<<AI人工智慧 PyTorch自學>> 7.5 torchmetrics 模型評估指標庫－HCHUNGW的部落格

7.5 torchmetrics 模型評估指標庫

模型訓練時是通過loss進行好壞的評估，因為我們採用的是loss進行方向傳播。對於人類評判好壞，往往不是通過loss值，而是採用某種評判指標。

在圖像分類任務中常用的有Accuracy（準確率）、Recall（召回率）和Precision（精確度），圖像分割中常用mIoU和Dice係數，目標檢測中常用mAP，由此可見不同任務的評價指標大多不一樣。

常用的指標多達幾十種，本節將介紹torchmetrics工具，它目前提供超過80種評價指標的函數，並且使用起來非常方便，值得學習。

TorchMetrics簡介與安裝

TorchMetrics is a collection of 80+ PyTorch metrics implementations and an easy-to-use API to create custom metrics. It offers:

A standardized interface to increase reproducibility
Reduces Boilerplate
Distributed-training compatible
Rigorously tested
Automatic accumulation over batches
Automatic synchronization between multiple devices

安裝：

pip install torchmetrics

conda install -c conda-forge torchmetrics

Copy

TorchMetrics 快速上手

torchmetrics 的使用與本章第四節課中介紹的AverageMeter類似，它能夠記錄每一次的資訊，並通過.compute()函數進行匯總計算。

下面通過一個accuracy的例子，剖析torchmetrics的體系結構。

from my_utils import setup_seed

setup_seed(40)

import torch

import torchmetrics

metric = torchmetrics.Accuracy()

n_batches = 3

for i in range(n_batches):

preds = torch.randn(10, 5).softmax(dim=-1)

target = torch.randint(5, (10,))

acc = metric(preds, target) # 單次計算，並記錄本次資訊。

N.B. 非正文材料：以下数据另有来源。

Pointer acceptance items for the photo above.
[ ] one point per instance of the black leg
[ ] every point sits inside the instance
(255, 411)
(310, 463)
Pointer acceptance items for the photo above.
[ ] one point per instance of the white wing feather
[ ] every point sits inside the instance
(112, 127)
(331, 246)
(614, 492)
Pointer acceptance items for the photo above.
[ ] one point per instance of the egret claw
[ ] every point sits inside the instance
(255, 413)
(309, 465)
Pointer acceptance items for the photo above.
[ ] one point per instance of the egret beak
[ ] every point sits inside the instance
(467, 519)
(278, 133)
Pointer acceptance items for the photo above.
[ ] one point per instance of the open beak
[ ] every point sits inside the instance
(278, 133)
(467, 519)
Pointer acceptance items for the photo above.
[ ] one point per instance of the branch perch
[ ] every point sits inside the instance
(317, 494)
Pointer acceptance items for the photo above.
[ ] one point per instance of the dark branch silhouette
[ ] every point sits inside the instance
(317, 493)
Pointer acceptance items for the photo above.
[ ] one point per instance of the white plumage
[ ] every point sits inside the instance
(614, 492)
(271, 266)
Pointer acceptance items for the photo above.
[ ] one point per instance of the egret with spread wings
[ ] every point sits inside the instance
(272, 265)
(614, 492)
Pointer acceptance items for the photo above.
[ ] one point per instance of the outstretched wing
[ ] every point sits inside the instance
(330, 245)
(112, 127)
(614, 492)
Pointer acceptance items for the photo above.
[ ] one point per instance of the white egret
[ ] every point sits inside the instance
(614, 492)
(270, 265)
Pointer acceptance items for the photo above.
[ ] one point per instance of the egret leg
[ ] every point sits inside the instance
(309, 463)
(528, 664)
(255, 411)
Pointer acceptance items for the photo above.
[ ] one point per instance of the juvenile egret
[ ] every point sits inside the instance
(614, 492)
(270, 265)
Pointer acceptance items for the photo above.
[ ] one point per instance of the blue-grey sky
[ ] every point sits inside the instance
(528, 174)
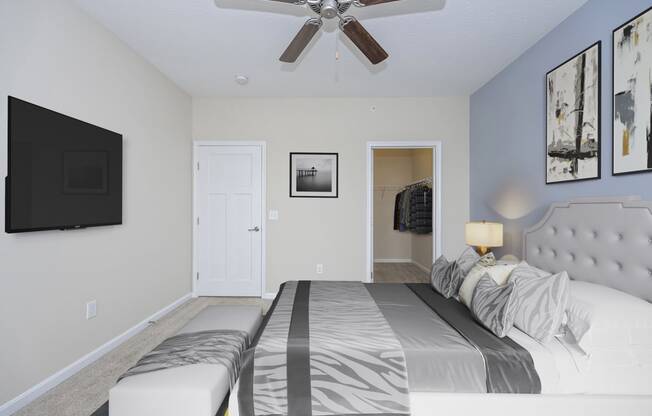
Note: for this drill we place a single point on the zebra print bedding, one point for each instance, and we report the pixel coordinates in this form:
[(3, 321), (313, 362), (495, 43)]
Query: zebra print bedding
[(346, 348)]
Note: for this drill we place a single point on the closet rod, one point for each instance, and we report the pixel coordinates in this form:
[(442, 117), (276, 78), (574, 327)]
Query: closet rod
[(420, 181)]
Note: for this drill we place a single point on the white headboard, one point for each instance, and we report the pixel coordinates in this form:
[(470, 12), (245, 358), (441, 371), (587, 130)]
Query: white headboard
[(603, 241)]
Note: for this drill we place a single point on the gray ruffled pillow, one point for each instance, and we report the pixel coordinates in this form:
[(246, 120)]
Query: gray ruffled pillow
[(445, 277), (467, 260), (541, 301), (494, 306)]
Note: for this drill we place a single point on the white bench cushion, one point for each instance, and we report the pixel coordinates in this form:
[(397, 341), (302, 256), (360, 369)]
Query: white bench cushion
[(194, 390)]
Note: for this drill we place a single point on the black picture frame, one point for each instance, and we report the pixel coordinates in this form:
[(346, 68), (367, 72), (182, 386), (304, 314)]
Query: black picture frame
[(613, 98), (597, 44), (335, 178)]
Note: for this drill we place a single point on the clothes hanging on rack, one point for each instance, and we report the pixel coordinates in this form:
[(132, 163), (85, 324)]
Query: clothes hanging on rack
[(413, 208), (397, 211), (421, 210)]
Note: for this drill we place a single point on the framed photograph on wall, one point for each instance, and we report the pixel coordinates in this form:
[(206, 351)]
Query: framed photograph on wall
[(632, 96), (573, 136), (314, 175)]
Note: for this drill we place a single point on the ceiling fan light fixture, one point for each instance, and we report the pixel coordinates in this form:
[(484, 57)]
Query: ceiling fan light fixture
[(241, 79)]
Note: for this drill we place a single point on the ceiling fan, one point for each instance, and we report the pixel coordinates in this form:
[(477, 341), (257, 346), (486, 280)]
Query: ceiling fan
[(330, 9)]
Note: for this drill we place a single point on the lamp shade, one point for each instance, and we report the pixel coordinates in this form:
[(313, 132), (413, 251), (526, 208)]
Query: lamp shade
[(484, 234)]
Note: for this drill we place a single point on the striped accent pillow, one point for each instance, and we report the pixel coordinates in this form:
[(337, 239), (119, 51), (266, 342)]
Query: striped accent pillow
[(494, 306), (445, 277), (541, 301)]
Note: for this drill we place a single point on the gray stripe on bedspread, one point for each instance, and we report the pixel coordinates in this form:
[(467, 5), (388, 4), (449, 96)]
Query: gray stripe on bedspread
[(509, 366), (438, 358), (298, 355)]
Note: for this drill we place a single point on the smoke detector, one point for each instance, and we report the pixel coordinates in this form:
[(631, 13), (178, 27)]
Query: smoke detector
[(241, 79)]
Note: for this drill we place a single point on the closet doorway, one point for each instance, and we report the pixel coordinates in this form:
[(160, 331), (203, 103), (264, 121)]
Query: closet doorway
[(404, 211)]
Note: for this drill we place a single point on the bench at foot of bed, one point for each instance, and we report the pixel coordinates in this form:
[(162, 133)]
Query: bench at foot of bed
[(192, 390)]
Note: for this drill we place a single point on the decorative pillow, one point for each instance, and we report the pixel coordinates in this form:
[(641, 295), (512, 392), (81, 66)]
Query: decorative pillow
[(494, 306), (445, 277), (541, 301), (467, 260), (499, 272)]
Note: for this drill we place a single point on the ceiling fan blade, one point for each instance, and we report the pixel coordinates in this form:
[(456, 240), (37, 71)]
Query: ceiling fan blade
[(363, 40), (373, 2), (301, 40)]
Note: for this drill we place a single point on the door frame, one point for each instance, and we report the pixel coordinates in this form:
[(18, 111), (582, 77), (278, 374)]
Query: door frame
[(196, 145), (436, 147)]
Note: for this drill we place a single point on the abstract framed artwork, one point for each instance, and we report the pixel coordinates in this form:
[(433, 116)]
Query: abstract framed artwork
[(573, 107), (632, 96), (314, 175)]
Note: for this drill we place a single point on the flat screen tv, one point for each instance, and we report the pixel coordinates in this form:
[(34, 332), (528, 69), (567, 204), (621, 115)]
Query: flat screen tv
[(62, 173)]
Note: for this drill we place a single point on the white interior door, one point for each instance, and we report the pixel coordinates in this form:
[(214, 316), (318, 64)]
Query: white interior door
[(229, 224)]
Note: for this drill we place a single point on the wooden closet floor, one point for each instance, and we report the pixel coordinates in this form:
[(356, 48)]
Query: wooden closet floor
[(399, 273)]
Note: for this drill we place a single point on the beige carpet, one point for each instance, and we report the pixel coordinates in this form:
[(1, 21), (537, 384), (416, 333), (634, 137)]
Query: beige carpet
[(87, 390)]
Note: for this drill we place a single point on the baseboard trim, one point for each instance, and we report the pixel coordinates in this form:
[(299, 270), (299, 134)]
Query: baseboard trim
[(421, 266), (44, 386), (393, 261), (269, 295)]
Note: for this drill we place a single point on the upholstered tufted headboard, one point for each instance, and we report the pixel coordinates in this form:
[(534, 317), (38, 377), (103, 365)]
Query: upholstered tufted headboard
[(603, 241)]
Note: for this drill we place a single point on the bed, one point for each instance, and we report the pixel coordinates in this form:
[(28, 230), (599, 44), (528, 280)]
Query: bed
[(344, 348)]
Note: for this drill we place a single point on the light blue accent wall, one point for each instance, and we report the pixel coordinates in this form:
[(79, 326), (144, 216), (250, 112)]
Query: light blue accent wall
[(508, 127)]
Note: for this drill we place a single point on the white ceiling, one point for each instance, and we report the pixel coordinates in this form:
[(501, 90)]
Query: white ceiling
[(436, 47)]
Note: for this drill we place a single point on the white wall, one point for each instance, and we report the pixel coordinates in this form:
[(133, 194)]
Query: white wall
[(54, 55), (333, 231)]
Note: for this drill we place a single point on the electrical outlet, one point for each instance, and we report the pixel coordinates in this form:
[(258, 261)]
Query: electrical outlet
[(91, 309)]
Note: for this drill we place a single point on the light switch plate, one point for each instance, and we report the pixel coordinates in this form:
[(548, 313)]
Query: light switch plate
[(91, 309)]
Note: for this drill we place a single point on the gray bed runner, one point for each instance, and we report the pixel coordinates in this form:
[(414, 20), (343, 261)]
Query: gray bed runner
[(326, 349), (343, 348), (509, 367), (439, 359)]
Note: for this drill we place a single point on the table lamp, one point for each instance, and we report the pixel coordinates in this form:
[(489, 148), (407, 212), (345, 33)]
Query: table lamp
[(484, 235)]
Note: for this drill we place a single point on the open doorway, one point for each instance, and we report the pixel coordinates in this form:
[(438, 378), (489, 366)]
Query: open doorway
[(403, 195)]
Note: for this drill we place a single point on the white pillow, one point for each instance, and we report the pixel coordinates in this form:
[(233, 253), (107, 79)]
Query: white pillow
[(500, 273), (601, 317)]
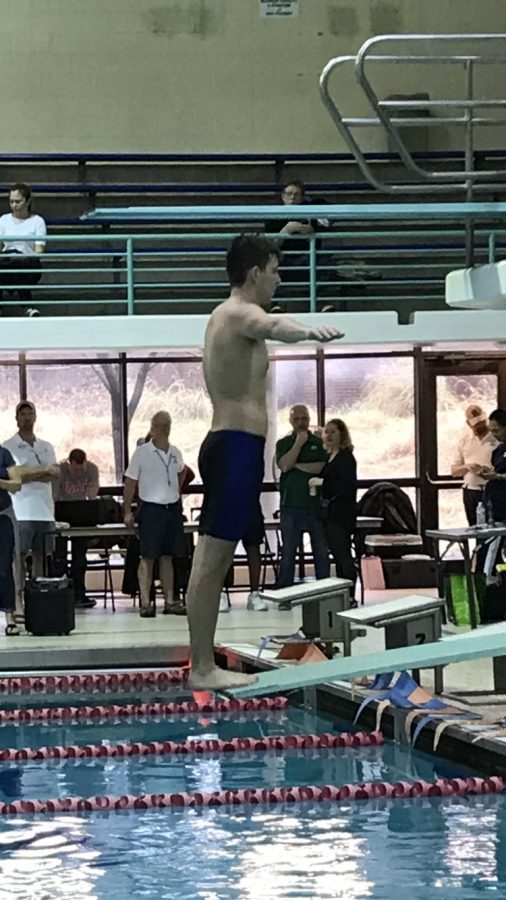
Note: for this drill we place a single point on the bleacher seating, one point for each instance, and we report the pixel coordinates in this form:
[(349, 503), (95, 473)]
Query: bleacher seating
[(358, 266)]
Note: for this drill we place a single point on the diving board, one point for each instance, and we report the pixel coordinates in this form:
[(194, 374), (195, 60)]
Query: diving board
[(478, 645)]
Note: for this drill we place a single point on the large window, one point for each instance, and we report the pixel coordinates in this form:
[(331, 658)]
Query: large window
[(375, 397), (78, 405), (9, 396)]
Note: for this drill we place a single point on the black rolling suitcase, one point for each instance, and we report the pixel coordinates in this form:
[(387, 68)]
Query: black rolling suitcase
[(49, 606)]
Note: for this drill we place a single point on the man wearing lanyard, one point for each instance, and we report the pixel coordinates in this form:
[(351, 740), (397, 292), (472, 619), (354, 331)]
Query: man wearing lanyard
[(33, 504), (156, 470)]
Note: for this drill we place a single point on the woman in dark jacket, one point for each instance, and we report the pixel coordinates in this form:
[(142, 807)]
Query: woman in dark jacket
[(338, 483)]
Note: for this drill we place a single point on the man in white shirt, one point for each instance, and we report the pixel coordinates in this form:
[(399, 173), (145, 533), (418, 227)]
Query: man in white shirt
[(474, 452), (33, 504), (156, 470)]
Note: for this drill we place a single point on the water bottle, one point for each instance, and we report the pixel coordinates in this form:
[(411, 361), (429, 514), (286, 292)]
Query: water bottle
[(481, 515)]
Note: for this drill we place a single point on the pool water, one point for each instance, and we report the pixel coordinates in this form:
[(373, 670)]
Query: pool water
[(424, 849)]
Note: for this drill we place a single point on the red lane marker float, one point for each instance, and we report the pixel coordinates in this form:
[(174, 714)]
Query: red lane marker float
[(104, 681), (195, 746), (48, 713), (443, 787)]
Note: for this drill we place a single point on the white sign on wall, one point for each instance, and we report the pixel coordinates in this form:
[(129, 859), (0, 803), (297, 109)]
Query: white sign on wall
[(279, 8)]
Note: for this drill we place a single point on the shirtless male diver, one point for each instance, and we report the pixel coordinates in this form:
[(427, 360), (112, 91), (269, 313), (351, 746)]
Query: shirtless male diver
[(231, 459)]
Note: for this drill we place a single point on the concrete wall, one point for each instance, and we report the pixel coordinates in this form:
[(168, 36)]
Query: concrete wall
[(197, 75)]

通過維護tp, tn, fp, fn來記錄所有資料

print(f"Accuracy on batch {i}: {acc}")

acc_avg = metric.compute()

print(f"Accuracy on all data: {acc_avg}")

tp, tn, fp, fn = metric.tp, metric.tn, metric.fp, metric.fn

print(tp, tn, fp, fn, sum([tp, tn, fp, fn]))

metric.reset()

Copy

Accuracy on batch 0: 0.30000001192092896

Accuracy on batch 1: 0.10000000149011612

Accuracy on batch 2: 0.20000000298023224

Accuracy on all data: 0.20000000298023224

tensor(6) tensor(96) tensor(24) tensor(24) tensor(150)

Copy

torchmetrics的使用可以分以下三步：

1.創建指標評價器

2.反覆運算中進行"update"或forward，update和forward均可記錄每次資料資訊

3.計算所有資料指標

TorchMetrics代碼結構

這裡提到forward，正是第四章中nn.Module的forward。 TorchMetrics所有指標均繼承了nn.Module，因此可以看到這樣的用法。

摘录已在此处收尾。